I have sailed pretty much all my life starting with a Laser type boat I built myself when I was 18, and in which I figured out how to go about this sailing malarkey. In fact, Helen with her two evening sessions at the local sailing club has more formal sail training than I have to my name. Like most things in my life, I picked it up as I went along and I thoroughly enjoy getting out on the water with a tiller in one hand and a main sheet in the other, the boat heeling over in a stiff breeze and spray blasting me from the bows dug deep in a wave.
But the flip site is that I am not a fan of getting cold and wet so, for much of the year, sailing in the UK holds little appeal and I am much happier bashing along on a nice warm narrowboat.
But get me abroad, especially in the Caribbean and its another matter altogether. The trade winds offer strong but predictable sailing conditions and the water is so warm is almost a pleasure to get soaked. Its therefore my practice to get my watery and physical fix by sailing for a couple of hours each morning.You can stick your daily aquarobics lessons!
At Windjammer the watersports are complimentary (I mean $ free rather than the staff extolling the quality of my seamanship!) and their boats are Hobie Cats - small twin hulled cats from Florida which are both fast and inherently stable. All in all they are a whole lot of fun as I race to and fro across the bay, but absolute swines to come about into the wind unless you have one with a gib.
As the days have gone bye the guys at the Watersports Centre have become very relaxed about my daily sails, merely asking me to stay in sight but with no restriction to distance out I go. I tend to favour a zone about a mile offshore where the trade winds blow unchecked around the headland and out there the little boat hums and vibrates as it launches itself from one crest to another. At these speeds its upper hull rears clear of the water and keeping it all in balance calls for much juggling of weight, position, sail tension and angle of attack.
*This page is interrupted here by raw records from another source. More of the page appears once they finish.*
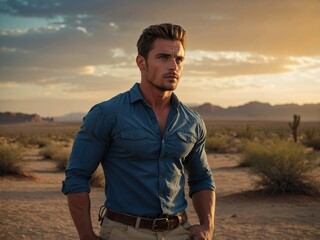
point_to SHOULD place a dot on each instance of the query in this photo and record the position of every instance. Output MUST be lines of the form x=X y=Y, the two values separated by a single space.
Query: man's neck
x=157 y=99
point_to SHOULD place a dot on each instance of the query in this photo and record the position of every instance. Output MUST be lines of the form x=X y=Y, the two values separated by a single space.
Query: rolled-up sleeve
x=200 y=176
x=87 y=152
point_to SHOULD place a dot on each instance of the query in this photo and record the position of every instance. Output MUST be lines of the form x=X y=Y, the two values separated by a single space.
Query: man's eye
x=179 y=60
x=162 y=57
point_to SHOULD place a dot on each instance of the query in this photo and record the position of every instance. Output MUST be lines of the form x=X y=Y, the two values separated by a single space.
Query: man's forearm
x=79 y=205
x=204 y=205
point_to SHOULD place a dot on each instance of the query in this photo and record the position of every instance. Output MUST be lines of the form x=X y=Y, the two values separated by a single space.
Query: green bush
x=281 y=166
x=10 y=160
x=61 y=158
x=97 y=179
x=58 y=153
x=312 y=139
x=218 y=144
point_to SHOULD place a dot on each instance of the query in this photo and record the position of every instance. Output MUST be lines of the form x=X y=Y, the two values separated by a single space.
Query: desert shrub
x=281 y=166
x=10 y=160
x=312 y=139
x=58 y=153
x=50 y=150
x=97 y=179
x=61 y=158
x=218 y=144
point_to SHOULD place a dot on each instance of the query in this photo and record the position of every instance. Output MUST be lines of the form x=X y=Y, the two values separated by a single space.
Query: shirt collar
x=136 y=95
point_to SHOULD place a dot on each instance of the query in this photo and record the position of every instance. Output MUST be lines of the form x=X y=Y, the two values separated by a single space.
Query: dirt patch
x=36 y=208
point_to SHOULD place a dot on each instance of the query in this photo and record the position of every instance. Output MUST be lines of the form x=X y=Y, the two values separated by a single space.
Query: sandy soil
x=36 y=209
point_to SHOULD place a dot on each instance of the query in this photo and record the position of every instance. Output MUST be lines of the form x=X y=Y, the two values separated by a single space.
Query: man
x=145 y=140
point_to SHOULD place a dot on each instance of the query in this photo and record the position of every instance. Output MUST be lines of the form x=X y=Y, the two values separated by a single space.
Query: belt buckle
x=154 y=224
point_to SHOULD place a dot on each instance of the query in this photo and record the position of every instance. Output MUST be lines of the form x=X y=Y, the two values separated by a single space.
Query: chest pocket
x=186 y=137
x=131 y=143
x=133 y=135
x=185 y=144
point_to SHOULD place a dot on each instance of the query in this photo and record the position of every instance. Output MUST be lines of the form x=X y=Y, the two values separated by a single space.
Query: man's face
x=164 y=64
All in all its fair to say that from the moment I push off from the beach the rest of the world almost ceases to exist and there I am 18 again, sailing my home made dingy on the Norfolk Broads, or 30 and sailing monohulls in Tobago. Its like riding a bike and as natural a part of my being as breathing.
Of course, pride can come before a fall and today I have a near brush with disaster as a tropical downpour rolled off the hills and I suddenly found myself well offshore tacking back in the teeth of heavy squalls, soaked to the skin with a mix of spray from the speeding hulls and the rain which was as much lateral as it was vertical. Through all this my faithful little Praktica survived repeated immersions wrapped in a laundry bag and secured with a clippit.
Against this backdrop of a youth regained on the waters of St Lucia I am very aware of a watery tragedy with took place just a few miles down the coast to an East Anglian couple on a sailing trip of a lifetime, but who fell foul of thieves and the husband paid with his life. It may be lovely here but its not quite paradise!